Freemasonry is not legally permitted in Iraq except on foreign military bases which you must either be military or authorized civilian contractor


Sent from my iPhone using My Freemasonry mobile app


----------



## hfmm97 (May 7, 2018)

In Iran membership in Freemasonry was considered a CAPITAL CRIME and some Masonic brothers were executed by hanging during the 1979 revolution-be careful of what are the country’s attitudes towards Freemasonry are before engaging in anything related to the Masons


Sent from my iPhone using My Freemasonry mobile app


----------



## Kwasi Kdivine (May 7, 2018)

How are you doing brother? I live in New York, have you ever been to America?

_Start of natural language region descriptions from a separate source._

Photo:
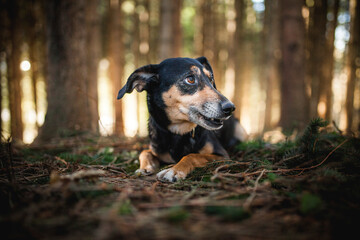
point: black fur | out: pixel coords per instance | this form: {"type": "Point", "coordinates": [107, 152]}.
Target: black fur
{"type": "Point", "coordinates": [157, 79]}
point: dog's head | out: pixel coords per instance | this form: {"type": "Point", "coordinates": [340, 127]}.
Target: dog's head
{"type": "Point", "coordinates": [185, 88]}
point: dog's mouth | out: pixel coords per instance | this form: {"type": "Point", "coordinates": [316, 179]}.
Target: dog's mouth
{"type": "Point", "coordinates": [210, 123]}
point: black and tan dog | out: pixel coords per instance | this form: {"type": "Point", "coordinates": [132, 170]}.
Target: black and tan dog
{"type": "Point", "coordinates": [190, 121]}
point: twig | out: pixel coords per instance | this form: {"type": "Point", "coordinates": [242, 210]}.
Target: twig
{"type": "Point", "coordinates": [253, 194]}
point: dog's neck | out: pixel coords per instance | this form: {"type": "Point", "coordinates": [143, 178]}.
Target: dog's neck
{"type": "Point", "coordinates": [162, 122]}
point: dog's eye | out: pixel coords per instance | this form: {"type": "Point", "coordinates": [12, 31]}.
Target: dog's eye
{"type": "Point", "coordinates": [190, 80]}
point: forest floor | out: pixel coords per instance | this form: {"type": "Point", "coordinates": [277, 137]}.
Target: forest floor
{"type": "Point", "coordinates": [85, 188]}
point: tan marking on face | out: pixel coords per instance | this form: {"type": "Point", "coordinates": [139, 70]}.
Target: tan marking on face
{"type": "Point", "coordinates": [207, 72]}
{"type": "Point", "coordinates": [177, 107]}
{"type": "Point", "coordinates": [196, 70]}
{"type": "Point", "coordinates": [207, 149]}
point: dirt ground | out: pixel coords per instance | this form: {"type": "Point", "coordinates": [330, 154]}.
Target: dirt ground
{"type": "Point", "coordinates": [84, 188]}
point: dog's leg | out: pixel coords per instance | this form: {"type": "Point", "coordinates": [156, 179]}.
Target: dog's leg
{"type": "Point", "coordinates": [185, 166]}
{"type": "Point", "coordinates": [148, 163]}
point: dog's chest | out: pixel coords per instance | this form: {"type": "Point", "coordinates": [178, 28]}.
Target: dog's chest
{"type": "Point", "coordinates": [177, 146]}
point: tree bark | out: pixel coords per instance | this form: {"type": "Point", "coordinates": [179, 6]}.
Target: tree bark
{"type": "Point", "coordinates": [317, 51]}
{"type": "Point", "coordinates": [170, 29]}
{"type": "Point", "coordinates": [353, 64]}
{"type": "Point", "coordinates": [116, 58]}
{"type": "Point", "coordinates": [271, 59]}
{"type": "Point", "coordinates": [240, 7]}
{"type": "Point", "coordinates": [72, 33]}
{"type": "Point", "coordinates": [294, 103]}
{"type": "Point", "coordinates": [14, 74]}
{"type": "Point", "coordinates": [328, 67]}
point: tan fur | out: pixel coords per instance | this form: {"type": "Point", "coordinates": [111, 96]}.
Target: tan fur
{"type": "Point", "coordinates": [148, 161]}
{"type": "Point", "coordinates": [188, 163]}
{"type": "Point", "coordinates": [207, 72]}
{"type": "Point", "coordinates": [196, 70]}
{"type": "Point", "coordinates": [166, 158]}
{"type": "Point", "coordinates": [177, 107]}
{"type": "Point", "coordinates": [207, 149]}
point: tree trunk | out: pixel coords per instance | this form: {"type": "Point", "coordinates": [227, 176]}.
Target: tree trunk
{"type": "Point", "coordinates": [72, 33]}
{"type": "Point", "coordinates": [294, 104]}
{"type": "Point", "coordinates": [354, 64]}
{"type": "Point", "coordinates": [15, 75]}
{"type": "Point", "coordinates": [271, 59]}
{"type": "Point", "coordinates": [116, 58]}
{"type": "Point", "coordinates": [170, 29]}
{"type": "Point", "coordinates": [239, 50]}
{"type": "Point", "coordinates": [328, 66]}
{"type": "Point", "coordinates": [317, 50]}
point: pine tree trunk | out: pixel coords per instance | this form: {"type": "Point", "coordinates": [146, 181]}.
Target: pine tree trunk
{"type": "Point", "coordinates": [72, 69]}
{"type": "Point", "coordinates": [294, 104]}
{"type": "Point", "coordinates": [239, 50]}
{"type": "Point", "coordinates": [170, 29]}
{"type": "Point", "coordinates": [328, 66]}
{"type": "Point", "coordinates": [317, 50]}
{"type": "Point", "coordinates": [116, 58]}
{"type": "Point", "coordinates": [271, 59]}
{"type": "Point", "coordinates": [15, 75]}
{"type": "Point", "coordinates": [354, 64]}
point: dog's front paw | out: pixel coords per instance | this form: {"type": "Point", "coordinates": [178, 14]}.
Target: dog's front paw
{"type": "Point", "coordinates": [144, 172]}
{"type": "Point", "coordinates": [170, 175]}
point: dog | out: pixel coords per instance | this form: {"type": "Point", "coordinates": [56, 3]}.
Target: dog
{"type": "Point", "coordinates": [190, 121]}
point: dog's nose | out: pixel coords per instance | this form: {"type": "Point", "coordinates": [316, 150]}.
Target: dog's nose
{"type": "Point", "coordinates": [228, 107]}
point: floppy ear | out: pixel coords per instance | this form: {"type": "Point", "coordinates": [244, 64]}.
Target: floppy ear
{"type": "Point", "coordinates": [206, 64]}
{"type": "Point", "coordinates": [139, 79]}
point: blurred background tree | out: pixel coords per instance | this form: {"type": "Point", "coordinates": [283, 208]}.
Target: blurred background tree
{"type": "Point", "coordinates": [281, 62]}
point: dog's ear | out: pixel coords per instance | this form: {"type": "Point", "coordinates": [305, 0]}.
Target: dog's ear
{"type": "Point", "coordinates": [206, 64]}
{"type": "Point", "coordinates": [140, 79]}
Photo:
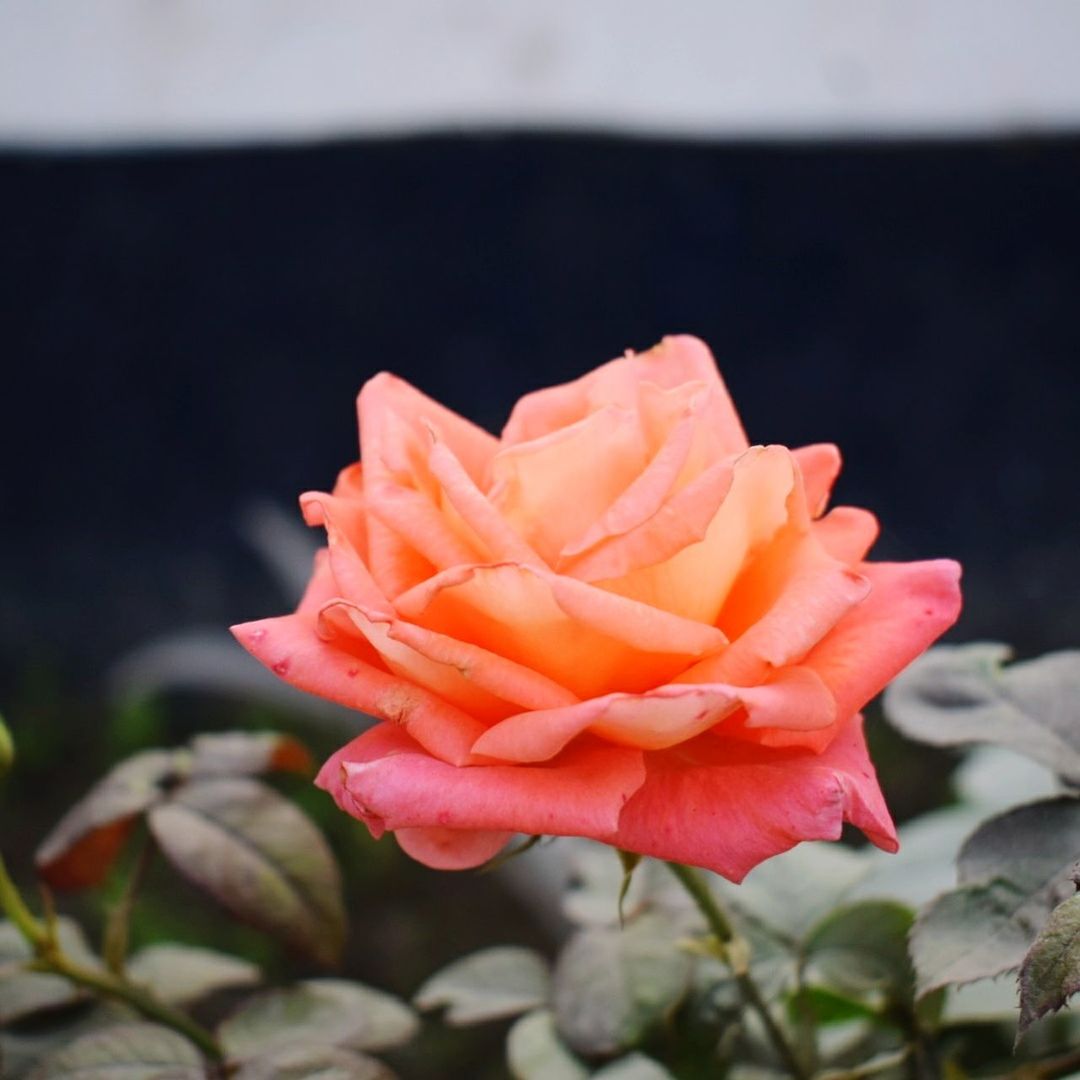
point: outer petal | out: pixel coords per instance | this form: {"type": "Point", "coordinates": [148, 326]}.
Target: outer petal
{"type": "Point", "coordinates": [584, 638]}
{"type": "Point", "coordinates": [387, 780]}
{"type": "Point", "coordinates": [820, 464]}
{"type": "Point", "coordinates": [908, 607]}
{"type": "Point", "coordinates": [407, 542]}
{"type": "Point", "coordinates": [794, 699]}
{"type": "Point", "coordinates": [291, 647]}
{"type": "Point", "coordinates": [729, 806]}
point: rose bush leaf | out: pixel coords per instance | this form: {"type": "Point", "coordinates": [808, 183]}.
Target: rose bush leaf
{"type": "Point", "coordinates": [248, 754]}
{"type": "Point", "coordinates": [976, 931]}
{"type": "Point", "coordinates": [80, 851]}
{"type": "Point", "coordinates": [862, 948]}
{"type": "Point", "coordinates": [491, 984]}
{"type": "Point", "coordinates": [184, 973]}
{"type": "Point", "coordinates": [305, 1062]}
{"type": "Point", "coordinates": [24, 993]}
{"type": "Point", "coordinates": [536, 1052]}
{"type": "Point", "coordinates": [325, 1011]}
{"type": "Point", "coordinates": [633, 1067]}
{"type": "Point", "coordinates": [1050, 973]}
{"type": "Point", "coordinates": [962, 693]}
{"type": "Point", "coordinates": [134, 1051]}
{"type": "Point", "coordinates": [610, 985]}
{"type": "Point", "coordinates": [257, 854]}
{"type": "Point", "coordinates": [1033, 847]}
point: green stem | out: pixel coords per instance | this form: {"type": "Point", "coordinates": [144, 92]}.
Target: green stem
{"type": "Point", "coordinates": [50, 958]}
{"type": "Point", "coordinates": [694, 883]}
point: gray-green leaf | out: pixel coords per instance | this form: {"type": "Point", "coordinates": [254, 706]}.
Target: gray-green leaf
{"type": "Point", "coordinates": [1050, 974]}
{"type": "Point", "coordinates": [184, 973]}
{"type": "Point", "coordinates": [124, 1052]}
{"type": "Point", "coordinates": [974, 932]}
{"type": "Point", "coordinates": [491, 984]}
{"type": "Point", "coordinates": [313, 1063]}
{"type": "Point", "coordinates": [536, 1052]}
{"type": "Point", "coordinates": [961, 693]}
{"type": "Point", "coordinates": [611, 985]}
{"type": "Point", "coordinates": [327, 1011]}
{"type": "Point", "coordinates": [259, 856]}
{"type": "Point", "coordinates": [863, 948]}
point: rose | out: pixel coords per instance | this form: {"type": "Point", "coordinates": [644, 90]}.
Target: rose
{"type": "Point", "coordinates": [617, 621]}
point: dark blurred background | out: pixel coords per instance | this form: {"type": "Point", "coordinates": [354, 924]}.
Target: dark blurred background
{"type": "Point", "coordinates": [187, 331]}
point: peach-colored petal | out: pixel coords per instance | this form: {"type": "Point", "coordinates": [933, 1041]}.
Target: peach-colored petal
{"type": "Point", "coordinates": [585, 639]}
{"type": "Point", "coordinates": [474, 511]}
{"type": "Point", "coordinates": [908, 607]}
{"type": "Point", "coordinates": [339, 515]}
{"type": "Point", "coordinates": [291, 647]}
{"type": "Point", "coordinates": [728, 806]}
{"type": "Point", "coordinates": [794, 698]}
{"type": "Point", "coordinates": [820, 466]}
{"type": "Point", "coordinates": [476, 680]}
{"type": "Point", "coordinates": [847, 532]}
{"type": "Point", "coordinates": [687, 556]}
{"type": "Point", "coordinates": [387, 780]}
{"type": "Point", "coordinates": [676, 360]}
{"type": "Point", "coordinates": [553, 488]}
{"type": "Point", "coordinates": [406, 541]}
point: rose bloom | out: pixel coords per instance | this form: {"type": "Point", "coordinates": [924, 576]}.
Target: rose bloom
{"type": "Point", "coordinates": [618, 620]}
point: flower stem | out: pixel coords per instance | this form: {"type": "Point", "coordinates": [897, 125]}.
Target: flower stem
{"type": "Point", "coordinates": [51, 958]}
{"type": "Point", "coordinates": [696, 886]}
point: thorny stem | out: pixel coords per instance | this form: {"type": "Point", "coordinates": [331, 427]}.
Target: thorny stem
{"type": "Point", "coordinates": [51, 958]}
{"type": "Point", "coordinates": [720, 926]}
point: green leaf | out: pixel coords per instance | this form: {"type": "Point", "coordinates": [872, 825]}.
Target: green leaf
{"type": "Point", "coordinates": [326, 1011]}
{"type": "Point", "coordinates": [491, 984]}
{"type": "Point", "coordinates": [975, 932]}
{"type": "Point", "coordinates": [259, 856]}
{"type": "Point", "coordinates": [247, 754]}
{"type": "Point", "coordinates": [824, 1007]}
{"type": "Point", "coordinates": [536, 1052]}
{"type": "Point", "coordinates": [863, 948]}
{"type": "Point", "coordinates": [185, 973]}
{"type": "Point", "coordinates": [24, 993]}
{"type": "Point", "coordinates": [610, 986]}
{"type": "Point", "coordinates": [961, 693]}
{"type": "Point", "coordinates": [127, 1051]}
{"type": "Point", "coordinates": [1050, 973]}
{"type": "Point", "coordinates": [81, 849]}
{"type": "Point", "coordinates": [1031, 847]}
{"type": "Point", "coordinates": [312, 1063]}
{"type": "Point", "coordinates": [633, 1067]}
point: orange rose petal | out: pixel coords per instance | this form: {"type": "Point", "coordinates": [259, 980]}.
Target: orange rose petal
{"type": "Point", "coordinates": [728, 806]}
{"type": "Point", "coordinates": [581, 637]}
{"type": "Point", "coordinates": [339, 517]}
{"type": "Point", "coordinates": [483, 684]}
{"type": "Point", "coordinates": [553, 488]}
{"type": "Point", "coordinates": [847, 532]}
{"type": "Point", "coordinates": [687, 557]}
{"type": "Point", "coordinates": [488, 526]}
{"type": "Point", "coordinates": [292, 649]}
{"type": "Point", "coordinates": [387, 780]}
{"type": "Point", "coordinates": [820, 466]}
{"type": "Point", "coordinates": [795, 698]}
{"type": "Point", "coordinates": [909, 605]}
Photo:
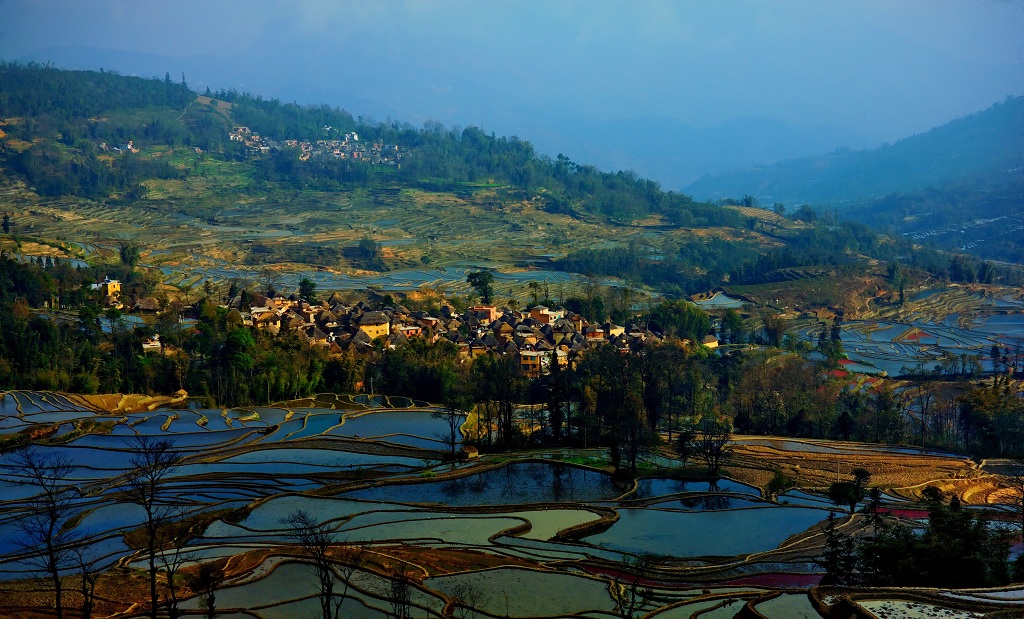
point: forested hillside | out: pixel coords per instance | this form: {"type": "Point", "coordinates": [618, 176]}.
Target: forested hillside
{"type": "Point", "coordinates": [133, 141]}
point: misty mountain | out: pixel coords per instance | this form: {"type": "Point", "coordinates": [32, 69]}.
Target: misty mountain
{"type": "Point", "coordinates": [987, 142]}
{"type": "Point", "coordinates": [666, 150]}
{"type": "Point", "coordinates": [675, 153]}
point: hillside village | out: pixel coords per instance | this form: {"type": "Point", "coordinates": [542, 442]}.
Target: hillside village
{"type": "Point", "coordinates": [348, 147]}
{"type": "Point", "coordinates": [538, 336]}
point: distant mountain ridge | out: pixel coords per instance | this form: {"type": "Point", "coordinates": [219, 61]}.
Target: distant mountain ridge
{"type": "Point", "coordinates": [986, 142]}
{"type": "Point", "coordinates": [667, 150]}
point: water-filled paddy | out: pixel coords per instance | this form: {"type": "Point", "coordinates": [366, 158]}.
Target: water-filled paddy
{"type": "Point", "coordinates": [706, 533]}
{"type": "Point", "coordinates": [514, 484]}
{"type": "Point", "coordinates": [651, 487]}
{"type": "Point", "coordinates": [515, 592]}
{"type": "Point", "coordinates": [788, 606]}
{"type": "Point", "coordinates": [320, 457]}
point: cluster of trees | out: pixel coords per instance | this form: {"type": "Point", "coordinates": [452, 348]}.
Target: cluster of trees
{"type": "Point", "coordinates": [54, 543]}
{"type": "Point", "coordinates": [960, 547]}
{"type": "Point", "coordinates": [758, 391]}
{"type": "Point", "coordinates": [95, 352]}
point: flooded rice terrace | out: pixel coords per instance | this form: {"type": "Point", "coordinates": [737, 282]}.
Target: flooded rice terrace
{"type": "Point", "coordinates": [496, 536]}
{"type": "Point", "coordinates": [934, 328]}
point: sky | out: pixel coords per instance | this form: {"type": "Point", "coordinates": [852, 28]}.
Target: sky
{"type": "Point", "coordinates": [574, 76]}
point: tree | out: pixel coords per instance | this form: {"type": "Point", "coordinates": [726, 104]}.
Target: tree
{"type": "Point", "coordinates": [307, 290]}
{"type": "Point", "coordinates": [839, 555]}
{"type": "Point", "coordinates": [482, 281]}
{"type": "Point", "coordinates": [629, 589]}
{"type": "Point", "coordinates": [153, 460]}
{"type": "Point", "coordinates": [129, 254]}
{"type": "Point", "coordinates": [400, 594]}
{"type": "Point", "coordinates": [46, 524]}
{"type": "Point", "coordinates": [87, 581]}
{"type": "Point", "coordinates": [686, 442]}
{"type": "Point", "coordinates": [205, 581]}
{"type": "Point", "coordinates": [850, 493]}
{"type": "Point", "coordinates": [316, 540]}
{"type": "Point", "coordinates": [466, 597]}
{"type": "Point", "coordinates": [456, 399]}
{"type": "Point", "coordinates": [711, 443]}
{"type": "Point", "coordinates": [173, 537]}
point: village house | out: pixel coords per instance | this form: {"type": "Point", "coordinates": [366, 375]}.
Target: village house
{"type": "Point", "coordinates": [375, 324]}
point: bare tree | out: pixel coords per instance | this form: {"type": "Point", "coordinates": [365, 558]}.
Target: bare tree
{"type": "Point", "coordinates": [46, 525]}
{"type": "Point", "coordinates": [172, 538]}
{"type": "Point", "coordinates": [87, 580]}
{"type": "Point", "coordinates": [711, 443]}
{"type": "Point", "coordinates": [316, 540]}
{"type": "Point", "coordinates": [205, 581]}
{"type": "Point", "coordinates": [456, 399]}
{"type": "Point", "coordinates": [152, 462]}
{"type": "Point", "coordinates": [630, 590]}
{"type": "Point", "coordinates": [401, 594]}
{"type": "Point", "coordinates": [466, 599]}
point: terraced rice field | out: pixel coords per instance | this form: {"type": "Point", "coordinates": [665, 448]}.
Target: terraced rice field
{"type": "Point", "coordinates": [933, 327]}
{"type": "Point", "coordinates": [512, 536]}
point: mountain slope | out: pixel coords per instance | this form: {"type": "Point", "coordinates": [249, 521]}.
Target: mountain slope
{"type": "Point", "coordinates": [988, 141]}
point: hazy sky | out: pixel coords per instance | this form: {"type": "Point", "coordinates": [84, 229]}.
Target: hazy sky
{"type": "Point", "coordinates": [884, 69]}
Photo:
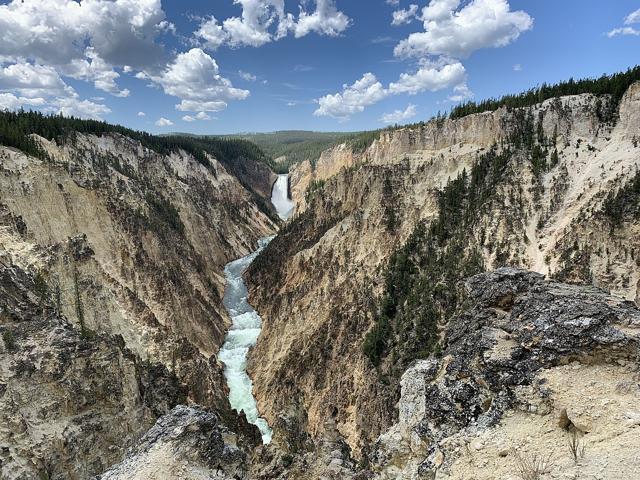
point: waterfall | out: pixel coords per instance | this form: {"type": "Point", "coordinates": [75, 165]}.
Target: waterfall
{"type": "Point", "coordinates": [246, 323]}
{"type": "Point", "coordinates": [243, 334]}
{"type": "Point", "coordinates": [280, 197]}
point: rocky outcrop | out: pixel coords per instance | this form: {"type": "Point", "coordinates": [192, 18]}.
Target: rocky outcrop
{"type": "Point", "coordinates": [518, 330]}
{"type": "Point", "coordinates": [188, 442]}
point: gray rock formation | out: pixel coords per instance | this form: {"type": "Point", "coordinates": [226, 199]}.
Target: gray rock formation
{"type": "Point", "coordinates": [517, 326]}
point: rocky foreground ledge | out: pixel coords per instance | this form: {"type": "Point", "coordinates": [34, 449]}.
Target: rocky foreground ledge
{"type": "Point", "coordinates": [530, 366]}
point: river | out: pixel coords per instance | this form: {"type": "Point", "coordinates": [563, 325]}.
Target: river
{"type": "Point", "coordinates": [246, 323]}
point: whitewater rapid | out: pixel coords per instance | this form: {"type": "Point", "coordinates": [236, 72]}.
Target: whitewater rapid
{"type": "Point", "coordinates": [246, 323]}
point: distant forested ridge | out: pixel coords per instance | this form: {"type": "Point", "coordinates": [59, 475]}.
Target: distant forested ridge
{"type": "Point", "coordinates": [615, 85]}
{"type": "Point", "coordinates": [296, 145]}
{"type": "Point", "coordinates": [15, 128]}
{"type": "Point", "coordinates": [237, 155]}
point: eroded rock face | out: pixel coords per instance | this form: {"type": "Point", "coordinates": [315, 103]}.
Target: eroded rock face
{"type": "Point", "coordinates": [496, 356]}
{"type": "Point", "coordinates": [325, 269]}
{"type": "Point", "coordinates": [70, 403]}
{"type": "Point", "coordinates": [111, 281]}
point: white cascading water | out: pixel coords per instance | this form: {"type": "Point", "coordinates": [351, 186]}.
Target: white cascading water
{"type": "Point", "coordinates": [246, 323]}
{"type": "Point", "coordinates": [280, 197]}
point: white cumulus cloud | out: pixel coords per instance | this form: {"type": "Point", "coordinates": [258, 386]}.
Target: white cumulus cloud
{"type": "Point", "coordinates": [194, 78]}
{"type": "Point", "coordinates": [163, 122]}
{"type": "Point", "coordinates": [429, 77]}
{"type": "Point", "coordinates": [458, 32]}
{"type": "Point", "coordinates": [398, 116]}
{"type": "Point", "coordinates": [264, 21]}
{"type": "Point", "coordinates": [249, 77]}
{"type": "Point", "coordinates": [631, 19]}
{"type": "Point", "coordinates": [353, 98]}
{"type": "Point", "coordinates": [400, 17]}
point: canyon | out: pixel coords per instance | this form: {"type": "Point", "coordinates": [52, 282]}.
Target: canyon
{"type": "Point", "coordinates": [149, 295]}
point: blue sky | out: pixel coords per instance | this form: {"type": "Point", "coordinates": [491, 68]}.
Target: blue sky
{"type": "Point", "coordinates": [264, 65]}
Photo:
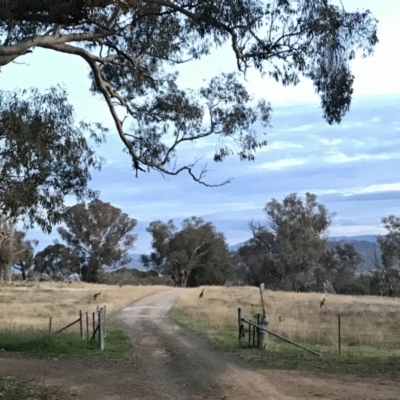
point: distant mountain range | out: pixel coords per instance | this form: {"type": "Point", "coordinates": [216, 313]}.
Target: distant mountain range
{"type": "Point", "coordinates": [364, 244]}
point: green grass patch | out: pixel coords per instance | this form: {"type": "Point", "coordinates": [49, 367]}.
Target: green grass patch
{"type": "Point", "coordinates": [13, 390]}
{"type": "Point", "coordinates": [281, 355]}
{"type": "Point", "coordinates": [39, 343]}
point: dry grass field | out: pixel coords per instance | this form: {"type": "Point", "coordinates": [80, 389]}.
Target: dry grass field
{"type": "Point", "coordinates": [32, 305]}
{"type": "Point", "coordinates": [365, 321]}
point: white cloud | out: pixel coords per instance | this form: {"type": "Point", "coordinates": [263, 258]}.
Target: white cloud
{"type": "Point", "coordinates": [331, 142]}
{"type": "Point", "coordinates": [281, 164]}
{"type": "Point", "coordinates": [338, 158]}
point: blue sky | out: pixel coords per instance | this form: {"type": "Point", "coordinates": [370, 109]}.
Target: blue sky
{"type": "Point", "coordinates": [353, 167]}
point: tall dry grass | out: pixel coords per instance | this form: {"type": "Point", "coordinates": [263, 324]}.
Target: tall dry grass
{"type": "Point", "coordinates": [32, 305]}
{"type": "Point", "coordinates": [365, 320]}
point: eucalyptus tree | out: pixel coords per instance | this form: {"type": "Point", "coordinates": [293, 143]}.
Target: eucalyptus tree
{"type": "Point", "coordinates": [97, 235]}
{"type": "Point", "coordinates": [133, 49]}
{"type": "Point", "coordinates": [195, 255]}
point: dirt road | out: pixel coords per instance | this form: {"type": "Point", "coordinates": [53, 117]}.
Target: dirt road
{"type": "Point", "coordinates": [170, 363]}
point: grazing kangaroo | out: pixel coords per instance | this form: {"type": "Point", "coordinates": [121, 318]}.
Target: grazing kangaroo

Sent from my SM-J727V using My Freemasonry mobile app


----------



## .'.DM.'. (May 30, 2018)

ayoub said:


> 42yrs old financial manager been in iraq for 3 years now. Looking forward to connect and communicate with other fella brothers.
> 
> 
> Sent from my iPhone using My Freemasonry mobile app


Go l

Sent from my SM-N920C using My Freemasonry mobile app


----------



## .'.DM.'. (May 30, 2018)

ayoub said:


> 42yrs old financial manager been in iraq for 3 years now. Looking forward to connect and communicate with other fella brothers.
> 
> 
> Sent from my iPhone using My Freemasonry mobile app


Go Lebanon bro

Sent from my SM-N920C using My Freemasonry mobile app


----------



## Rafhael Marsigli (Jun 4, 2018)

Welcome brother. And greetings from Brazil!


----------